What you are trying here is Skewed texture. A sample fragment shader is as follows :
precision mediump float;
varying vec4 vtexCoords;
uniform sampler2D sampler;
void main()
{
gl_FragColor = texture2DProj(sampler,vtexCoords);
}
2 things which should look different are :
1) We are using varying vec4 vtexCoords; . Texture co-ordinates are 4 dimensional.
2) texture2DProj() is used instead of texture2D()
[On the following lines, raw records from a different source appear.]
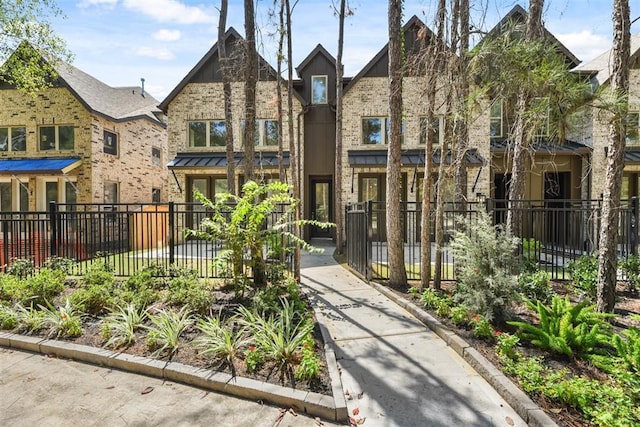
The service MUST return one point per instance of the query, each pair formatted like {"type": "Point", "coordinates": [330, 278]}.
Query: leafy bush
{"type": "Point", "coordinates": [63, 321]}
{"type": "Point", "coordinates": [631, 266]}
{"type": "Point", "coordinates": [535, 286]}
{"type": "Point", "coordinates": [485, 262]}
{"type": "Point", "coordinates": [222, 339]}
{"type": "Point", "coordinates": [120, 326]}
{"type": "Point", "coordinates": [565, 328]}
{"type": "Point", "coordinates": [584, 274]}
{"type": "Point", "coordinates": [310, 365]}
{"type": "Point", "coordinates": [92, 299]}
{"type": "Point", "coordinates": [628, 347]}
{"type": "Point", "coordinates": [164, 336]}
{"type": "Point", "coordinates": [44, 286]}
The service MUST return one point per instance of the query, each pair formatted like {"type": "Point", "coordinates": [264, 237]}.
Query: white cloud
{"type": "Point", "coordinates": [99, 3]}
{"type": "Point", "coordinates": [585, 44]}
{"type": "Point", "coordinates": [162, 53]}
{"type": "Point", "coordinates": [170, 11]}
{"type": "Point", "coordinates": [167, 35]}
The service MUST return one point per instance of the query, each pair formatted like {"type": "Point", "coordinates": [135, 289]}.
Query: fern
{"type": "Point", "coordinates": [565, 328]}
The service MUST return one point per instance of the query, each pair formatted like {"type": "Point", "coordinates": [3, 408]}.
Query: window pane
{"type": "Point", "coordinates": [4, 139]}
{"type": "Point", "coordinates": [5, 197]}
{"type": "Point", "coordinates": [319, 90]}
{"type": "Point", "coordinates": [51, 191]}
{"type": "Point", "coordinates": [70, 193]}
{"type": "Point", "coordinates": [218, 132]}
{"type": "Point", "coordinates": [632, 128]}
{"type": "Point", "coordinates": [197, 134]}
{"type": "Point", "coordinates": [19, 139]}
{"type": "Point", "coordinates": [271, 132]}
{"type": "Point", "coordinates": [110, 143]}
{"type": "Point", "coordinates": [47, 138]}
{"type": "Point", "coordinates": [65, 133]}
{"type": "Point", "coordinates": [371, 131]}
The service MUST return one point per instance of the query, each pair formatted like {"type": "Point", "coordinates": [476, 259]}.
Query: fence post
{"type": "Point", "coordinates": [53, 222]}
{"type": "Point", "coordinates": [633, 226]}
{"type": "Point", "coordinates": [172, 223]}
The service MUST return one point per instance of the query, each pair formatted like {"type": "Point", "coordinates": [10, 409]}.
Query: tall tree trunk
{"type": "Point", "coordinates": [226, 87]}
{"type": "Point", "coordinates": [250, 79]}
{"type": "Point", "coordinates": [397, 271]}
{"type": "Point", "coordinates": [534, 30]}
{"type": "Point", "coordinates": [619, 62]}
{"type": "Point", "coordinates": [281, 34]}
{"type": "Point", "coordinates": [439, 215]}
{"type": "Point", "coordinates": [337, 185]}
{"type": "Point", "coordinates": [461, 130]}
{"type": "Point", "coordinates": [294, 152]}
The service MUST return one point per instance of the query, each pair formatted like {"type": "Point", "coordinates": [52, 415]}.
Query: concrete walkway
{"type": "Point", "coordinates": [394, 370]}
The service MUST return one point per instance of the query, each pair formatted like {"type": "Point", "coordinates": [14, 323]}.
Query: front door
{"type": "Point", "coordinates": [321, 206]}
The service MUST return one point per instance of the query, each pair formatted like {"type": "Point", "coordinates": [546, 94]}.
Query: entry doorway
{"type": "Point", "coordinates": [321, 205]}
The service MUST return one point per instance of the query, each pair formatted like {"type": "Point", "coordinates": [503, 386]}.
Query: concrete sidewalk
{"type": "Point", "coordinates": [394, 370]}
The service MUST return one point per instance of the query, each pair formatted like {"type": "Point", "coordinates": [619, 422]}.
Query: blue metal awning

Based on length of small and large side of your trapezium you will assign texture co-ordinates. Following URL might help :
http://www.xyzw.us/~cass/qcoord/

The accepted answer gives the correct solution and explanation but for those looking for a bit more help on the OpenGL (ES) 2.0 pipeline...
const GLfloat L = 2.0;
const GLfloat Z = -2.0;
const GLfloat W0 = 0.01;
const GLfloat W1 = 0.10;
/** Trapezoid shape as two triangles. */
static const GLKVector3 VERTEX_DATA[] = {
{{-W0, 0, Z}},
{{+W0, 0, Z}},
{{-W1, L, Z}},
{{+W0, 0, Z}},
{{+W1, L, Z}},
{{-W1, L, Z}},
};
/** Add a 3rd coord to your texture data. This is the perspective divisor needed in frag shader */
static const GLKVector3 TEXTURE_DATA[] = {
{{0, 0, 0}},
{{W0, 0, W0}},
{{0, W1, W1}},
{{W0, 0, W0}},
{{W1, W1, W1}},
{{0, W1, W1}},
};
////////////////////////////////////////////////////////////////////////////////////
// frag.glsl
varying vec3 v_texPos;
uniform sampler2D u_texture;
void main(void)
{
// Divide the 2D texture coords by the third projection divisor
gl_FragColor = texture2D(u_texture, v_texPos.st / v_texPos.p);
}
Alternatively, in the shader, as per #maverick9888's answer, You can use texture2Dproj though for iOS / OpenGLES2 it still only supports a vec3 input...
void main(void)
{
gl_FragColor = texture2DProj(u_texture, v_texPos);
}
I haven't really benchmarked it properly but for my very simple case (a 1d texture really) the division version seems a bit snappier.